Authentication: Authorization: Bearer ak_xxx. See authentication.

When to use streaming

Two cases where streaming wins over synchronous:

  1. Live chat UI. The customer sees the bot "typing" word by word. Perceived latency drops dramatically even though total latency is the same.
  2. Long answers. Synchronous calls might time out at 30 seconds for very long responses. Streaming sends tokens as they're generated, so there's no single 30-second boundary to hit.

For backend automation (a nightly job processing emails), synchronous is simpler. For any user-facing real-time UI, streaming.

Minimal example

Terminal window
curl -N -X POST https://api.askvault.co/v1/query/stream \
-H "Authorization: Bearer ak_xxx" \
-H "Content-Type: application/json" \
-d '{
"workspace_id": "wt_xxx",
"message": "How does pricing work?"
}'

The curl -N flag disables output buffering so you see tokens as they arrive.

Event types

The stream sends multiple event types. Parse each one based on the type field:

token

Partial answer text. Many of these arrive as the LLM generates the response.

{
"type": "token",
"text": "To "
}

Concatenate the text values in order to assemble the full answer.

source

A citation as it's selected during retrieval. Arrives before token events.

{
"type": "source",
"document_id": "doc_a1b2c3",
"document_title": "Refund policy",
"url": "https://acme.co/policies/refunds",
"relevance_score": 0.94,
"snippet": "Refunds are available..."
}

Multiple source events per stream, typically 3 to 5.

done

Stream completion.
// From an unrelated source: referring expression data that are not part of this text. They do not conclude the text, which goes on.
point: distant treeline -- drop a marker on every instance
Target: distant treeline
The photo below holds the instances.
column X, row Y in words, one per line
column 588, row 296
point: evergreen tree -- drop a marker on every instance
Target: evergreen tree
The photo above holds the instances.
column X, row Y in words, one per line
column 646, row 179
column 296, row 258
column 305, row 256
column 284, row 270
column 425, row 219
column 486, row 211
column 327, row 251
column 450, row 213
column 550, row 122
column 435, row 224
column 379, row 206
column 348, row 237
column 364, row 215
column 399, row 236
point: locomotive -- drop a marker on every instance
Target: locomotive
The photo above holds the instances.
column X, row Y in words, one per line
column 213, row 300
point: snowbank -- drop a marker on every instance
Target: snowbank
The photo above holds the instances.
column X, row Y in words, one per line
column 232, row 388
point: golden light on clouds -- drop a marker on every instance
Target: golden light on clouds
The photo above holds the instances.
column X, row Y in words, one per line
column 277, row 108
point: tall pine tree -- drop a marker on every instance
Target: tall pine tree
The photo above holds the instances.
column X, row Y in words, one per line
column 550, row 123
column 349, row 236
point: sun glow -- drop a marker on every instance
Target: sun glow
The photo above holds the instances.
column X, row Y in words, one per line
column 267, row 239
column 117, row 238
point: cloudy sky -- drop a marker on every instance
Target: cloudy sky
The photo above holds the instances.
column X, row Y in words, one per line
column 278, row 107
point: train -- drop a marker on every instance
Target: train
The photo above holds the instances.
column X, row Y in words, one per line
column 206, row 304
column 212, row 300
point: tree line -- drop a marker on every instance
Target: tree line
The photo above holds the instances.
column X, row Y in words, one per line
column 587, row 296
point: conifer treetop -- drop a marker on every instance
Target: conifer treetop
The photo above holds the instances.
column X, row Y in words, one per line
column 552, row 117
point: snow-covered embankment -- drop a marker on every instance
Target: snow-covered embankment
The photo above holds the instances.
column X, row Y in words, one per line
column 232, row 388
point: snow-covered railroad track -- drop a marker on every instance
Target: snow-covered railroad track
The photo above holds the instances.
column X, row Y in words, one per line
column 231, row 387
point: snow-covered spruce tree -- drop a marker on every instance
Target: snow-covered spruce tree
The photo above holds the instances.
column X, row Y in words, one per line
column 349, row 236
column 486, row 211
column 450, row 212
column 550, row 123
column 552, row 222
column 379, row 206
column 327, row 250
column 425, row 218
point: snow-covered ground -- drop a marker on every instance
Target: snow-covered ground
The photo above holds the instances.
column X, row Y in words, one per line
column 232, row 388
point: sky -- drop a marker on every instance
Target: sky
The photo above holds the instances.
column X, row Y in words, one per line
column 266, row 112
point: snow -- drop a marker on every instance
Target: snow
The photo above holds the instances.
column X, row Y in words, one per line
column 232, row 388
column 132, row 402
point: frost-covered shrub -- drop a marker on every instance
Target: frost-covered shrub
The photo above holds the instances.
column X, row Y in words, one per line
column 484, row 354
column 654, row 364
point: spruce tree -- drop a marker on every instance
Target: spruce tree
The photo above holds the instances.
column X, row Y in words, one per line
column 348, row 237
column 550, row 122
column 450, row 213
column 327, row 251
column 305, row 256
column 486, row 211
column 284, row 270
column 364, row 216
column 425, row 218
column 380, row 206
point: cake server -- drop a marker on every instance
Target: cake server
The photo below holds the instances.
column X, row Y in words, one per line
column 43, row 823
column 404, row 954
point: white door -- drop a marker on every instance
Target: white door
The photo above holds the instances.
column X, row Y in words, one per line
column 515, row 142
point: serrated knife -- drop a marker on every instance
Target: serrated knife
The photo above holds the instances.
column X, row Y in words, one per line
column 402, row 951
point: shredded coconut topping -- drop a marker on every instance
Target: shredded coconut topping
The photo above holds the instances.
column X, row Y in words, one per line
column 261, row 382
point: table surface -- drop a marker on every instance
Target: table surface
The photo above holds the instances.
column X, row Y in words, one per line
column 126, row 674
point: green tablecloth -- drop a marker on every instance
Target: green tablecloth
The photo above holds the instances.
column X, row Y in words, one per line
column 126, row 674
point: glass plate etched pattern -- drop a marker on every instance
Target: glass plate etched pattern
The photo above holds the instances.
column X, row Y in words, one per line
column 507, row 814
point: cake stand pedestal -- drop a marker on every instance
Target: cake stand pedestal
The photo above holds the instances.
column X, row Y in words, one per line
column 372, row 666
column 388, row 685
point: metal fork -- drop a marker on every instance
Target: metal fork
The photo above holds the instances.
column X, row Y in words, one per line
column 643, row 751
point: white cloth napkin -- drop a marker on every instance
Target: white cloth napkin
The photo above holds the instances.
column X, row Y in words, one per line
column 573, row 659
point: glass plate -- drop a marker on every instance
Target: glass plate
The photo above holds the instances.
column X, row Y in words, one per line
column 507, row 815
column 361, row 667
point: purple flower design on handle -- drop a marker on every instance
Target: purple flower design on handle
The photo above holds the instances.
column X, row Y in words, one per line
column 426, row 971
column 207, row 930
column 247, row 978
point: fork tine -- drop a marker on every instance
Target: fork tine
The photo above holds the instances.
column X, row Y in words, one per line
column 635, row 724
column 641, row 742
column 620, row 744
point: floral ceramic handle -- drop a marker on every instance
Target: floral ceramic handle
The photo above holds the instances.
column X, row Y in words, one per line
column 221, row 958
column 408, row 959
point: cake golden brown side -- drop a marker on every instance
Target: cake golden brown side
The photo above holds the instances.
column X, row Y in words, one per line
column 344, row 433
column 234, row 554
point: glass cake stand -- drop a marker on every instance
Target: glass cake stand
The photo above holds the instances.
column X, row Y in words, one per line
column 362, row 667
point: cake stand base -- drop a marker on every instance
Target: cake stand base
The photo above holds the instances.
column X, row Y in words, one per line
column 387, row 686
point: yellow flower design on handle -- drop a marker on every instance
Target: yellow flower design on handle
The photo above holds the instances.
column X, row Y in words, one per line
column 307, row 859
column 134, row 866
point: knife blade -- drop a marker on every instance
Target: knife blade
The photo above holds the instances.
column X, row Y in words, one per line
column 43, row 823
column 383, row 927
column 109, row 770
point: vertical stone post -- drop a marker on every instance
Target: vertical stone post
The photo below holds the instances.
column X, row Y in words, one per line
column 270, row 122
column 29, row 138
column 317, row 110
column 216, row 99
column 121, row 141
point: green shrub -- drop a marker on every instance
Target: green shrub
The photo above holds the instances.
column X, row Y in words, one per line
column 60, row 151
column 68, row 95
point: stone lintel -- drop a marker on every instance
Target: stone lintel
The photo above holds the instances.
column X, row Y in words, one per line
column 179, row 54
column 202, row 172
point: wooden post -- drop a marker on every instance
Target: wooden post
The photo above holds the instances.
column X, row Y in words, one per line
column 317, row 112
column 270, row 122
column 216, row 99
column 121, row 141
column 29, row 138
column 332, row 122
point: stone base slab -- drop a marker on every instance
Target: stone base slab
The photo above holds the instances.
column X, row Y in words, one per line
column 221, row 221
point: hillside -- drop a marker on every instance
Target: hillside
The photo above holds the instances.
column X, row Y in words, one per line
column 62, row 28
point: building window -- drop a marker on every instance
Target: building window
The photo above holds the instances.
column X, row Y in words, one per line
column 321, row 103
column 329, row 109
Always the last event.

{
"type": "done",
"confidence": "high",
"tokens_used": 187,
"latency_ms": 1842,
"request_id": "req_xxx",
"conversation_id": "conv_xxx"
}

After done, the server closes the connection.

error

Stream-level error. Stops the stream.

{
"type": "error",
"code": "model_provider_error",
"detail": "Upstream LLM provider returned 503"
}

If you receive an error event, the connection closes. Retry with backoff for transient codes (model_provider_error, provider_down); don't retry for permanent codes (invalid_workspace_id, etc.).

Latency profile

Typical timing of events:

  • 0 to 100 ms. Request validated, retrieval begins.
  • 100 to 250 ms. source events arrive (3 to 5 of them in quick succession).
  • 250 to 350 ms. First token event arrives.
  • 350 ms to 2.5 seconds. Token stream continues.
  • 2.5 to 4 seconds. done event arrives, connection closes.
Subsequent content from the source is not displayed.